A urgência de um cessar-fogo

Já disse aqui inúmeras vezes que é necessário um cessar-fogo e que é preciso encontrar soluções políticas, para evitar que essa crise se alastre. É preciso que o governo de Kiev aceite discutir com os insurgentes, o que equivale a reconher a legitimidade deles. Enquanto se recusarem, a situação só piorará, não só em solo, mas também politicamente. As tropas de Kiev, em vários pontos do front, estão em debandada, abandonando equipamento e munição. Outros estão, ainda hoje, cercados. O presidente Vladimir Putin da Rússia pediu aos insurgentes que abram um corredor pelo humanitário, pelo qual a Rússia possa evacuar os milhares de desertores. Fácil entender que a situação é absolutamente dramática.

Ao mesmo tempo, as forças de Kiev continuam a bombardear populações civis. É, pois, absolutamente urgente suspender os combates. Mas, embora talvez seja possível suspender o fogo pelos próximos dias, nada estará resolvido e será preciso cuidar para que os combates não recomecem. Isso implica que serão necessárias tropas de interposição, sob mandado da ONU, para estabilizar a situação em solo e evitar novas provocações dos dois lados - o que bastaria, como pretexto, para recomeçar os combates.
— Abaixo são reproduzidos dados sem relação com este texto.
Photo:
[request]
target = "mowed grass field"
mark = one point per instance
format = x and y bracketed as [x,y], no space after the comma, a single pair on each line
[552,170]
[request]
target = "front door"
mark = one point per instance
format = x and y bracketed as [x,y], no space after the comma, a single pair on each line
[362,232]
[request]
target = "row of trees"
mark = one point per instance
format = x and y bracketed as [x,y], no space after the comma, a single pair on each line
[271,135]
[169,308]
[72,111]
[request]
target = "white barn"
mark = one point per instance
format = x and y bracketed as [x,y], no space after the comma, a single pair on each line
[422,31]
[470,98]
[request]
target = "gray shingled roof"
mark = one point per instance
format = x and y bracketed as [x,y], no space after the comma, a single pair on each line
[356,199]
Mas essas tropas não podem ser tropas de países da União Europeia, nem da OTAN, nem da Rússia.

Tropas de países da União Europeia e da OTAN seriam inaceitáveis para os insurgentes, e tropas russas, para Kiev. Será preciso pois recorrer aos países emergentes (Brasil, Índia, mesmo a China). É preciso pois aferir o peso da simbologia. Se "capacetes azuis" de países emergentes vierem a cumprir as funções de interposição na Europa, ser a demonstração mais clara, brilhante, a mais perfeita, do fracasso da União Europeia; e de sua incapacidade - exatamente na direção oposta de suas pretensões - para assegurar a paz. Será também demonstração da realidade do mundo multipolar do século 21.

E qual solução política?

Um cessar-fogo não é objetivo em si mesmo, por mais que, hoje, seja urgente parar os combates. O cessar-fogo deve permitir que surja uma solução política para essa crise. Ora, podem-se listar, desde o final do mês de fevereiro, a amplidão de erros, cada qual mais trágico que o anterior, que foram cometidos, pelos dirigentes seja em Kiev seja na União Europeia.

Ao recusar, nos primeiros dias de março, garantias sobre os direitos culturais e linguísticos das populações do leste da Ucrânia, os dirigentes em Kiev tornaram inevitável a insurreição. E ao recusar a hipótese de um federalismo ampliado, e engajar-se em hostilidades com a falsa "Operação antiterroristas", os mesmos dirigentes em Kiev provocaram uma ruptura, talvez definitiva, com os insurgentes.

Quanto aos países da União Europeia, demoraram demais para dizer ao governo ucraniano que não se tratava de recebê-lo na UE. Por isso, deixaram que crescessem ilusões perigosas dentro do governo em Kiev. Recusaram-se também, além disso, de fazer pressão decisiva sobre o governo em Kiev para que aceitasse, quando ainda era tempo (em abril ou em maio de 2014), um  federalismo estendido, conforme o federalismo assimétrico canadense (que beneficia o Québec). Nisso, esses dirigentes têm sua parte de responsabilidade da crise ucraniana.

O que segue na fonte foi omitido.